Missouri Court of Appeals, Kansas City District.

November 4, 1974.

Motion for Rehearing or for Transfer Denied February 18, 1975.

*23 Richard R. Nacy, Jr., Asst. Circuit Public Defender, Jefferson City, for appellant.

John C. Danforth, Atty. Gen., Charles B. Blackmar, Sp. Asst. Atty. Gen., Jefferson City, for respondent.


Motion for Rehearing or for Transfer to Supreme Court Denied February 18, 1975.


The defendant Townes, an inmate of the Missouri State Penitentiary was indicted under § 216.460, RSMo 1969, V.A.M.S., for the offense of offering violence to a prison guard. He was convicted by a jury and given punishment of two additional years imprisonment.

The evidence was that Townes, an inmate serving ten years for first degree robbery, was working in the metal factory of the penitentiary. He complained of illness and was taken to the prison hospital. Townes was examined and found to be sound, so Wyrick, a prison guard, was ordered to take Townes to the control center. Once there, Lt. Turner gave Townes the choice of going to work or going to punitive segregation.
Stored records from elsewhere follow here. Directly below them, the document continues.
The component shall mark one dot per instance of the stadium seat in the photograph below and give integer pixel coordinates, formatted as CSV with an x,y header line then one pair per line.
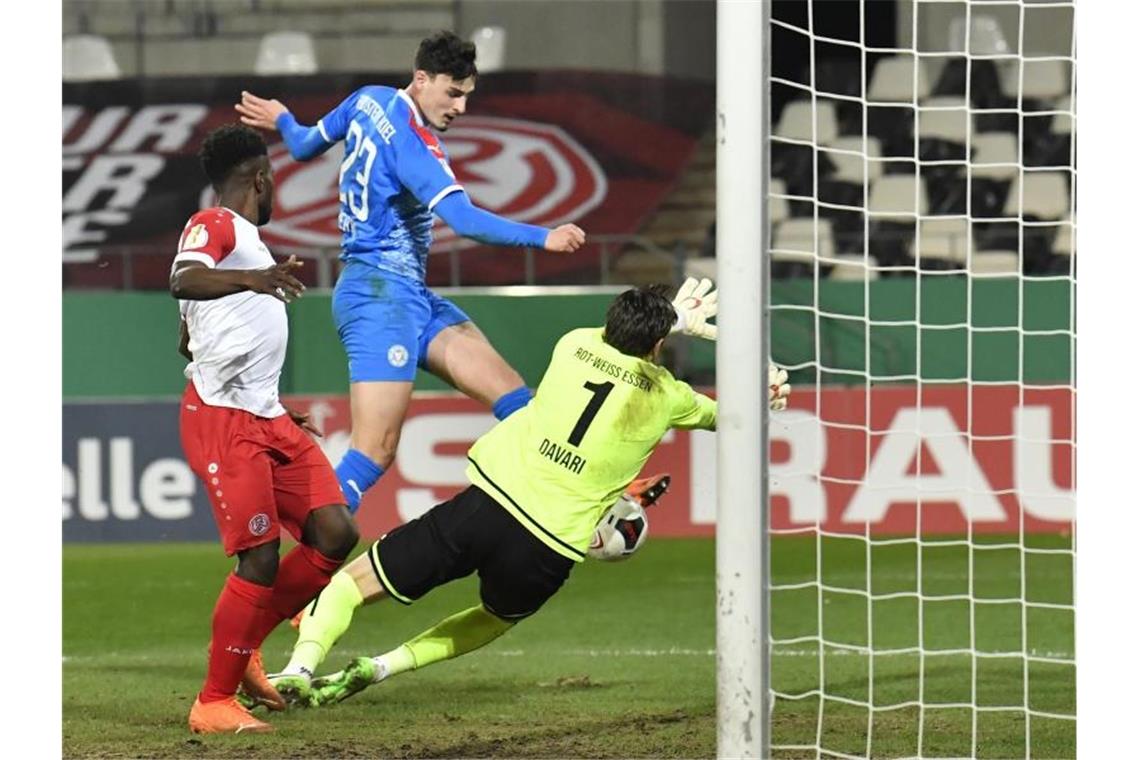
x,y
942,243
854,267
849,166
985,34
89,57
796,121
894,80
286,52
1049,138
943,124
1063,123
1045,196
994,262
803,239
994,155
490,48
898,197
1035,80
797,245
946,188
894,128
778,205
1065,240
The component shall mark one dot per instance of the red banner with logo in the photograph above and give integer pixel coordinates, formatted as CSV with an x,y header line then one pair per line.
x,y
594,148
893,460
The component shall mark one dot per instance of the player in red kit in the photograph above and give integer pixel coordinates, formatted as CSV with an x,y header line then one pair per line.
x,y
261,471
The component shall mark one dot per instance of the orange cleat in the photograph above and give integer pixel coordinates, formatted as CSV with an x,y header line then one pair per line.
x,y
225,717
257,687
646,491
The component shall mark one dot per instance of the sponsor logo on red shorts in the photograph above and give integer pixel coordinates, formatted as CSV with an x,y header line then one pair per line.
x,y
259,523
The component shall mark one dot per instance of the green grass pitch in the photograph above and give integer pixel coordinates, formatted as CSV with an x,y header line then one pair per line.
x,y
619,664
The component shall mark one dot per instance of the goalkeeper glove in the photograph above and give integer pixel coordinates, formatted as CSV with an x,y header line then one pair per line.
x,y
695,304
779,390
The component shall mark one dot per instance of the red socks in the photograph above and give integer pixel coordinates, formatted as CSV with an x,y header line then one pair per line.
x,y
302,573
236,622
246,612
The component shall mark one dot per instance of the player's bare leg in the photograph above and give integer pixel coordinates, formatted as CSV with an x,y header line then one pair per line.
x,y
377,409
463,357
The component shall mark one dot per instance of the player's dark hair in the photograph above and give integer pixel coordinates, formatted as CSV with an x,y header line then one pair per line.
x,y
638,318
446,52
228,147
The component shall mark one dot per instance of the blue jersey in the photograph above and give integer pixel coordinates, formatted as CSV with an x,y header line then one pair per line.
x,y
393,176
393,173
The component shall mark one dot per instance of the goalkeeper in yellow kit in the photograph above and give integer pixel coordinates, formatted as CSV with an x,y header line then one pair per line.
x,y
540,481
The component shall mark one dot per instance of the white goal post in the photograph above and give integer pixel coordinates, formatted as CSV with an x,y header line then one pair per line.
x,y
896,226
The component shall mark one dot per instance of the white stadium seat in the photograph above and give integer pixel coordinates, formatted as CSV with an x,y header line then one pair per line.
x,y
490,48
986,38
853,267
944,239
286,52
1045,195
89,57
894,80
898,196
1041,80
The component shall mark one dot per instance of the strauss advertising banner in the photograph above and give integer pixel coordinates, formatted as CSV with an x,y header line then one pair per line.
x,y
597,149
895,460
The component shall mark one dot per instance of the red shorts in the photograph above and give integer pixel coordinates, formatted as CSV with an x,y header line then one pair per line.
x,y
261,474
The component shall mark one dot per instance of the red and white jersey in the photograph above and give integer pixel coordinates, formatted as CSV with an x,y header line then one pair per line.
x,y
237,341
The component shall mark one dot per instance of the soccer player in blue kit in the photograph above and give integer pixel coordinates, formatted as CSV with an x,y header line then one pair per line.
x,y
393,178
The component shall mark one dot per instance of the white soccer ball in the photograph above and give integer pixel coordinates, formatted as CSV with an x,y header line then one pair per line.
x,y
620,532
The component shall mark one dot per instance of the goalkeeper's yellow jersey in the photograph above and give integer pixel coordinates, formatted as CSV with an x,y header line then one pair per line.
x,y
561,460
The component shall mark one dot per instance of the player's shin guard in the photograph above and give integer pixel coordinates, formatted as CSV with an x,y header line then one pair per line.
x,y
237,620
323,622
459,634
302,573
512,402
357,473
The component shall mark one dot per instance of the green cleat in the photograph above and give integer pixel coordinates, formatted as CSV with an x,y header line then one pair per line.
x,y
336,687
295,689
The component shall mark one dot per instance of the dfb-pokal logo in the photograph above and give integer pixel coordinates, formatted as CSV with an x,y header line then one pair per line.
x,y
259,523
523,170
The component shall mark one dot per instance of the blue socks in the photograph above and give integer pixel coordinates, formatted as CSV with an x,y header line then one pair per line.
x,y
512,402
357,473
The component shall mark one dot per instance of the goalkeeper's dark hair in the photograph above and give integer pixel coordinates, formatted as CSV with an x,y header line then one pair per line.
x,y
638,318
226,148
446,52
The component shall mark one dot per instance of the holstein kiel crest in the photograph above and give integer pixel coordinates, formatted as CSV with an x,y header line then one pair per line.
x,y
526,171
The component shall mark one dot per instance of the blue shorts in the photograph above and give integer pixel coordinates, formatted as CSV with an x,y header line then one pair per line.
x,y
385,321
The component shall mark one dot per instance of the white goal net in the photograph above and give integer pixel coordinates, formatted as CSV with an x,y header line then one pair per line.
x,y
922,534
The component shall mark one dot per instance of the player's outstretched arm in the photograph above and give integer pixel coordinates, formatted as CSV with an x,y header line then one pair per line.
x,y
469,220
695,304
303,141
196,282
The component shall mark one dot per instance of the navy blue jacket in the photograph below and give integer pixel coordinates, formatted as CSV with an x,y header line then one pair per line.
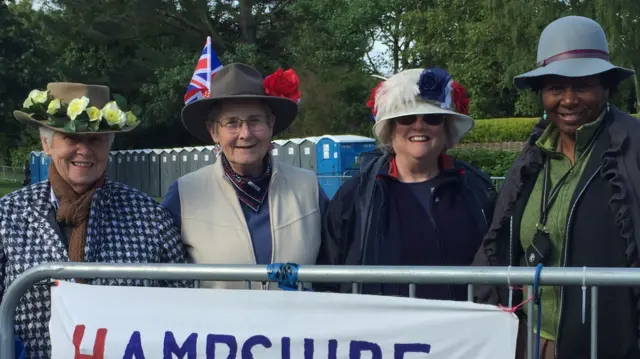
x,y
357,217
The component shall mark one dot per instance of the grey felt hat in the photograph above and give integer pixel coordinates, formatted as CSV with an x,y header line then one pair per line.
x,y
572,46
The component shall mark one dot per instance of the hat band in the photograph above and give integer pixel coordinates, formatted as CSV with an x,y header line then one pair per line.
x,y
575,54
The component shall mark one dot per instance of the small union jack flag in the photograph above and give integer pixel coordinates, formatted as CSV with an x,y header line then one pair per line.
x,y
208,65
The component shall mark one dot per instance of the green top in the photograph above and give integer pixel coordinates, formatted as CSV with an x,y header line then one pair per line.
x,y
558,213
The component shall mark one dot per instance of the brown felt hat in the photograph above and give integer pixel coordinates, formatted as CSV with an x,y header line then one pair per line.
x,y
232,82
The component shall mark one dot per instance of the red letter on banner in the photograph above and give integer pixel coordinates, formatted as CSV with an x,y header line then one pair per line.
x,y
98,346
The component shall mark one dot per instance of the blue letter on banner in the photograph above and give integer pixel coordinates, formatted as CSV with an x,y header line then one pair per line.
x,y
252,342
400,350
134,348
229,340
188,348
357,347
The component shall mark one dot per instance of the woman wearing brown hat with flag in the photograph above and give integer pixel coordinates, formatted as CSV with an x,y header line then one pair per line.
x,y
572,197
247,208
78,215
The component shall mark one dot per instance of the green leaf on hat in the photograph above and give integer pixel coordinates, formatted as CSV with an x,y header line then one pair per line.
x,y
93,126
120,101
70,126
57,121
81,123
137,110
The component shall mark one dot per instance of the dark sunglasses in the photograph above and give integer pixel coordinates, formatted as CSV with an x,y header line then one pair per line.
x,y
433,120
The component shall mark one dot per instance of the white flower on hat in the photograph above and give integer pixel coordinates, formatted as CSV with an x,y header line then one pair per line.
x,y
54,106
37,96
421,92
114,116
77,106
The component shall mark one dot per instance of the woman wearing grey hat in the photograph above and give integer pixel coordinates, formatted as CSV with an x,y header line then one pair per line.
x,y
571,197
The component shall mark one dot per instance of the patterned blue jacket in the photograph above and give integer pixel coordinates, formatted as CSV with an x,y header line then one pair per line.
x,y
125,226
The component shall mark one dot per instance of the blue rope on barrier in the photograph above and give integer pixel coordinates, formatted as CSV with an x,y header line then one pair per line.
x,y
286,274
536,300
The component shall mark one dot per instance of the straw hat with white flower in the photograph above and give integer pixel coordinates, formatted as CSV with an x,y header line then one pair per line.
x,y
77,108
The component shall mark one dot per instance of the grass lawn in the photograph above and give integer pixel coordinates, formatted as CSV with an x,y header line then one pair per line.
x,y
6,187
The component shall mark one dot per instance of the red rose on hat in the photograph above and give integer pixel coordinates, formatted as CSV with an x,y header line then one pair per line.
x,y
371,103
283,84
459,98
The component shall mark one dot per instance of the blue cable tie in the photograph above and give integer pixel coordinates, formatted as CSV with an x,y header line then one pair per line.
x,y
536,293
20,352
286,275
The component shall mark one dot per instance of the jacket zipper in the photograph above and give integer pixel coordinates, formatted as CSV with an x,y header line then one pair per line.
x,y
439,239
565,251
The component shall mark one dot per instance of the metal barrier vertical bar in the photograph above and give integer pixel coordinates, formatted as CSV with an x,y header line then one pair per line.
x,y
530,324
594,322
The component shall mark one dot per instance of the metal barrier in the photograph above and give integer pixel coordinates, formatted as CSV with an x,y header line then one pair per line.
x,y
508,276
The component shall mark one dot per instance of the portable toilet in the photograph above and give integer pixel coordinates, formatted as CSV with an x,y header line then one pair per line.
x,y
111,166
290,154
121,169
34,166
140,170
338,156
169,169
184,159
276,152
154,173
131,169
209,155
307,151
196,161
44,166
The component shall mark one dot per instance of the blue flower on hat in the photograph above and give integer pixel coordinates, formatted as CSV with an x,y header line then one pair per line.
x,y
433,84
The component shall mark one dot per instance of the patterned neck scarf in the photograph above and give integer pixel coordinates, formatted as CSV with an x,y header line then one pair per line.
x,y
250,191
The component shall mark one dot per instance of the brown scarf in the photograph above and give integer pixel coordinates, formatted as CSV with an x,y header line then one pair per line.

As Wyrick began to lead Townes away, Townes struck him in the face and then fled through the security door.

The first point made on this appeal is that a conviction for an offer of violence to a prison guard under § 216.460 cannot stand upon an indictment which charges, and evidence which proves, an actual assault. The appellant argues that the statutory language "offers any violence" expresses a legislative intent to proscribe only threats or attempts of violence, not accomplished assaults. We have recently examined the meaning of "offers any violence" within the context of § 216.460 [State v. Foster, Mo.App., 513 S.W.2d 657, adopted July 1, 1974] against a similar contention, and found the statute to prohibit actual as well as threatened violence.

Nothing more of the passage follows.